Cidades

Cidade sem humanismo ou patrimônio da humanidade?

Entre as décadas de 1950 e 1980, iniciou-se o processo de descentralização e obsolescência do Centro em Goiânia, com predominância de usos varejistas, conforme pesquisa de Luana Villarinho (PUC/GO). O comportamento espacial do patrimônio edificado (ambiente construído) na escala do cotidiano e da convivência (ambiente vivido) afetou a vizinhança residencial, também por implicar em maior incidência de violência urbana, mendicância e drogadição na região, tornando a área central pouco atrativa para investimentos e especulações rentistas. Também por esses fatores, a atividade comercial mais pujante foi sendo empurrada para as bordas do Centro (Bernardo Sayão e, mais recentemente, Rua 44), sem contar a tradicional concorrência com o bairro de Campinas e a recente periferização das lojas de shopping, o que provoca a perda da vocação gregária de consumo e lazer também.

Ao longo dos anos, muitos projetos sobre o patrimônio histórico arquitetônico e/ou cultural do Centro de Goiânia têm sido destaque na política e mídia local, todas as iniciativas, em geral, pecando por desconsiderar ou não perpetuar as pré-existências das anteriores e por não conseguir criar coesão para amalgamar seus legados de forma a suscitar continuidades de ações em projetos similares posteriores. O que se tem visto, na verdade, é um uso político e social da memória coletiva espacial para atender aos interesses eleitoreiros, mais do que para a conscientização histórica e a educação patrimonial, que eleve o princípio do bem comum e da boa convivência, que suscite a valorização e a preservação do espaço público.

A atual gestão da prefeitura de Goiânia criou, neste último ano de sua indigestão, um projeto de requalificação do Centro de Goiânia, o Centraliza, com o objetivo de fomentar, por meio de incentivos tributários, a revitalização do Centro de Goiânia.

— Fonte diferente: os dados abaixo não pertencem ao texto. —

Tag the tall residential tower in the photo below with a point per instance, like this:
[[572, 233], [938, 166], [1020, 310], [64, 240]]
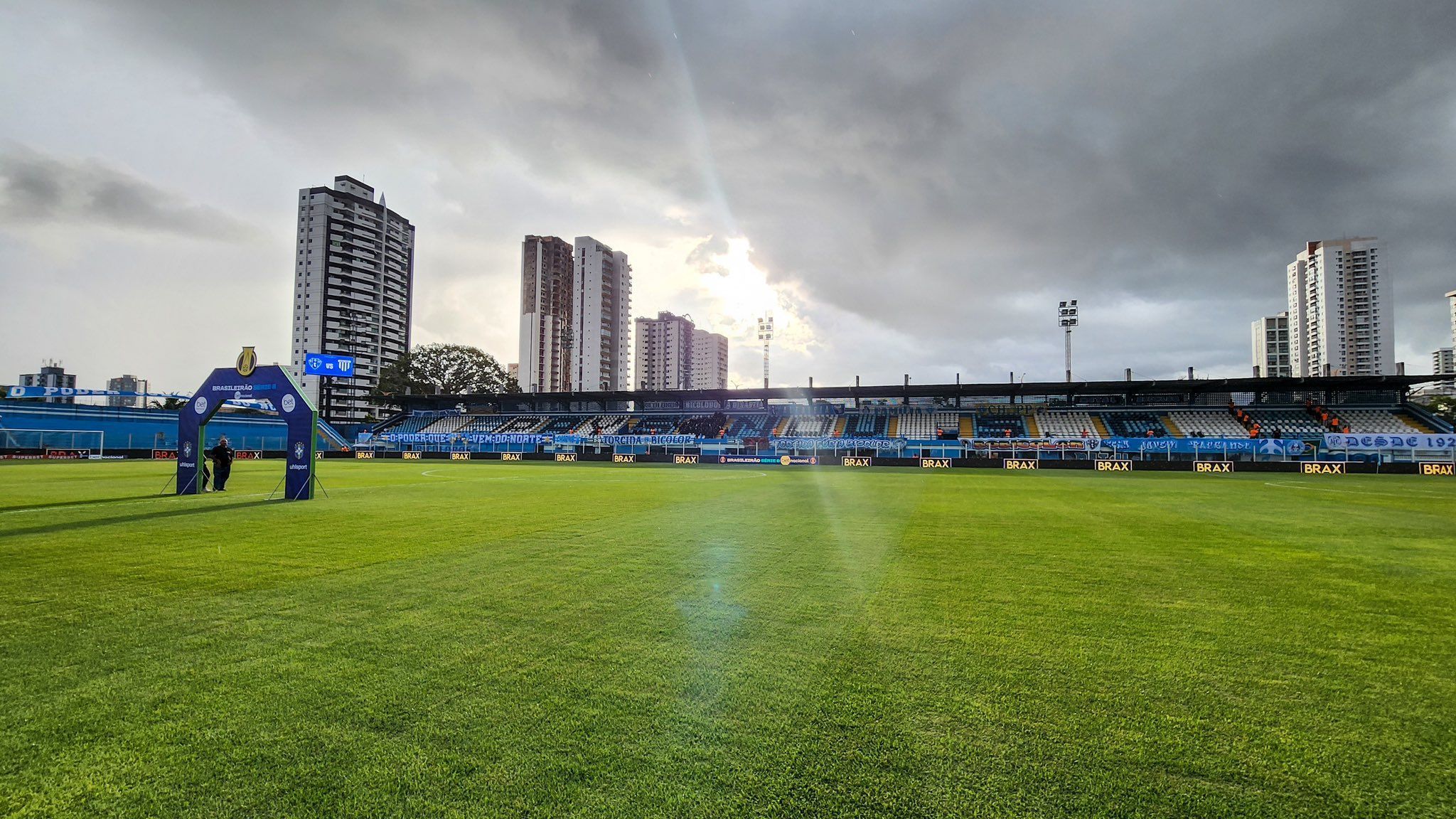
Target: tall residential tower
[[601, 318], [1271, 347], [354, 276], [1340, 311], [547, 330]]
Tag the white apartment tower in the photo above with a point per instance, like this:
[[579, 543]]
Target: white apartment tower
[[547, 328], [354, 277], [601, 318], [672, 353], [710, 360], [1340, 311], [1271, 347]]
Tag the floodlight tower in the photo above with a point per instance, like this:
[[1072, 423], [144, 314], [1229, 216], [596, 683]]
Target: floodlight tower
[[766, 336], [1068, 316]]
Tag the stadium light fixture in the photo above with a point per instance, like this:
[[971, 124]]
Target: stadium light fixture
[[766, 336], [1068, 318]]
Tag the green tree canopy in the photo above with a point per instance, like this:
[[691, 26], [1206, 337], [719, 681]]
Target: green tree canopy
[[447, 369]]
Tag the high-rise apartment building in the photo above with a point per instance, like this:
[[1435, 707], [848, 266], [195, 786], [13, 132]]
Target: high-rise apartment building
[[601, 318], [1340, 309], [1452, 299], [547, 328], [710, 360], [51, 375], [127, 384], [1271, 347], [1443, 363], [672, 353], [354, 276]]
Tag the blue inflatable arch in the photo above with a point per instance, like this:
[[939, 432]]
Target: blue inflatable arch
[[247, 381]]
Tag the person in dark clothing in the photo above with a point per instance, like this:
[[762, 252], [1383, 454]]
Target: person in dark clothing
[[222, 456]]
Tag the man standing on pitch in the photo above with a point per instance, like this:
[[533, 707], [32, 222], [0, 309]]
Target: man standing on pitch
[[222, 456]]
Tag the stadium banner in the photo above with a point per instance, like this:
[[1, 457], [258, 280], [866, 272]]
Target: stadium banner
[[1196, 446], [835, 444], [469, 437], [68, 454], [1336, 441], [769, 459], [328, 366], [623, 441], [1032, 445]]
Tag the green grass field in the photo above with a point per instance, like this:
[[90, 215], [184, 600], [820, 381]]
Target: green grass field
[[589, 640]]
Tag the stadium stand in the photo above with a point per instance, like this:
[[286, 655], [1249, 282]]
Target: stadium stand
[[1065, 424], [1207, 423], [1135, 424], [1001, 426]]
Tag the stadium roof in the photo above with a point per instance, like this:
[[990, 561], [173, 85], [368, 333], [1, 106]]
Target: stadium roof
[[973, 391]]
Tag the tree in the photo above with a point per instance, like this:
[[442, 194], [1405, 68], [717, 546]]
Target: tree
[[447, 369], [1443, 407]]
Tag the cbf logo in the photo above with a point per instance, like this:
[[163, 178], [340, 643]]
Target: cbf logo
[[247, 362]]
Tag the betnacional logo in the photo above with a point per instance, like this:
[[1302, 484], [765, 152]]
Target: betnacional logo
[[247, 362]]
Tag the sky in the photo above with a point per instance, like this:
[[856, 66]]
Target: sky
[[909, 187]]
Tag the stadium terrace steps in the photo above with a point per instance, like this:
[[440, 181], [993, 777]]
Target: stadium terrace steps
[[1171, 426], [1206, 423], [1415, 423]]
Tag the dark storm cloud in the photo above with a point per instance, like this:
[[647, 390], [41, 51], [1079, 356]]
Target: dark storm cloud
[[40, 190], [944, 171]]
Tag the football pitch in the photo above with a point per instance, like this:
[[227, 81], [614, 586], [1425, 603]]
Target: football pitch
[[488, 638]]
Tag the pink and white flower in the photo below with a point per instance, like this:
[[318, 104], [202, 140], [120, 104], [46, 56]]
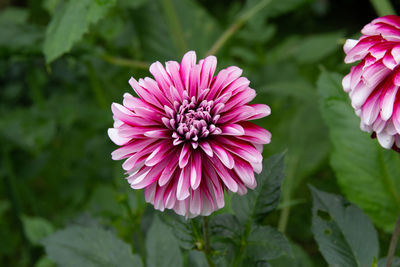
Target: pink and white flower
[[374, 82], [187, 137]]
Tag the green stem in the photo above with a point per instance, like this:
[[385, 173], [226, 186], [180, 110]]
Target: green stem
[[11, 188], [174, 25], [124, 62], [207, 249], [286, 197], [236, 25], [97, 87], [383, 7], [393, 243], [135, 218]]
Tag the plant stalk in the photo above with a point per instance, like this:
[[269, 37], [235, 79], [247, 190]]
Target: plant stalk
[[135, 218], [174, 25], [124, 62], [393, 243], [236, 25], [206, 236]]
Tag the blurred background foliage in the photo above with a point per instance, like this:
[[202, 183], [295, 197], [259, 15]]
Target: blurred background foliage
[[63, 62]]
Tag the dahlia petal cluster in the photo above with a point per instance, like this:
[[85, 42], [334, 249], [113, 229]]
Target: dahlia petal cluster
[[187, 137], [374, 82]]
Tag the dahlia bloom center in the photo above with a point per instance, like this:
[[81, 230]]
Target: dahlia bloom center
[[373, 84], [187, 138], [192, 121]]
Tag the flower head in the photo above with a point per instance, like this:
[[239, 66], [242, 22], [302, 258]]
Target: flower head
[[374, 82], [187, 138]]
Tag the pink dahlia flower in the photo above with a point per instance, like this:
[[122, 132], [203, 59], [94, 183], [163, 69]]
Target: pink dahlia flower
[[374, 82], [187, 138]]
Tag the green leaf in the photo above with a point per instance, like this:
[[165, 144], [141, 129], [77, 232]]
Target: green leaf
[[70, 23], [299, 258], [226, 225], [345, 235], [314, 48], [262, 200], [197, 259], [161, 246], [36, 228], [4, 206], [368, 174], [31, 132], [395, 262], [159, 36], [89, 246], [182, 229], [265, 243]]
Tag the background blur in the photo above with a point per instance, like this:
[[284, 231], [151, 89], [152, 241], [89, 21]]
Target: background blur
[[62, 64]]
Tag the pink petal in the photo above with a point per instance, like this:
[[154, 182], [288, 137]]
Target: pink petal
[[116, 138], [388, 102], [225, 157], [207, 71], [161, 76], [188, 61], [195, 175], [184, 156], [182, 190]]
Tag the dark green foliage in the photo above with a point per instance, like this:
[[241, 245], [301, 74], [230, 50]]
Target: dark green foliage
[[62, 64], [345, 235], [89, 246]]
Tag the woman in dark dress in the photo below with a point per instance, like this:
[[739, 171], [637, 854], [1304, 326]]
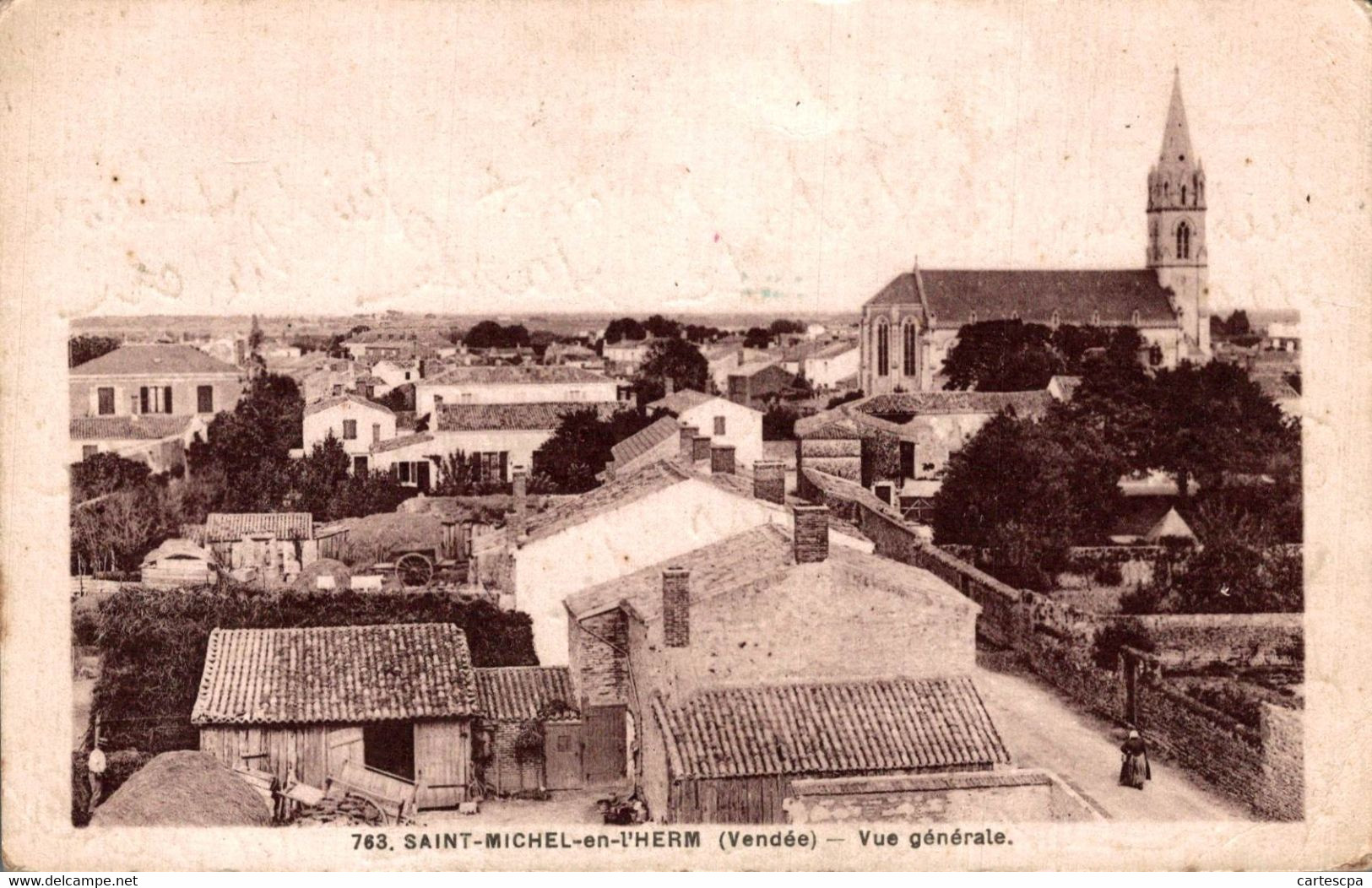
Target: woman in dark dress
[[1135, 769]]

O simples fato do projeto ter sido apresentado em 2024, por um prefeito desgastado por obras intermináveis no Centro, iniciadas antes de sua gestão e que parecem que vão terminar depois, já aponta para a baixa perspectiva de adesão e continuidade dessa iniciativa bem-vinda.

Em 2023, as edições do projeto Viva o Centro, com suas programações culturais e turísticas nos espaços e equipamentos públicos do Centro, apontam para a possibilidade de humanização da região, tornando-a, novamente, um local gregário e atrativo, para além dos horários comerciais e da atividade de consumo. Esse tipo de ativação artística e educação patrimonial permite relembrar os já consolidados laços coletivos que temos com o Centro, devido aos lugares de memórias e de geografia da infância, bem como, para, em seguida, servir de anteparo para criação de novas memórias, usos, significados, ou seja, comportamentos ambientais, resultando também em novas possibilidades de desenvolvimento locais para essa microrregião. No entanto, por ser episódico, o Vivo Centro não criou a habitualidade necessária para tornar o Centro a sala de visitas da cidade de Goiânia. Mas, pelo menos, permitiu que os goianienses e os turistas pudessem ter uma experiência imersiva do seu ambiente vivido e construído dinamizado.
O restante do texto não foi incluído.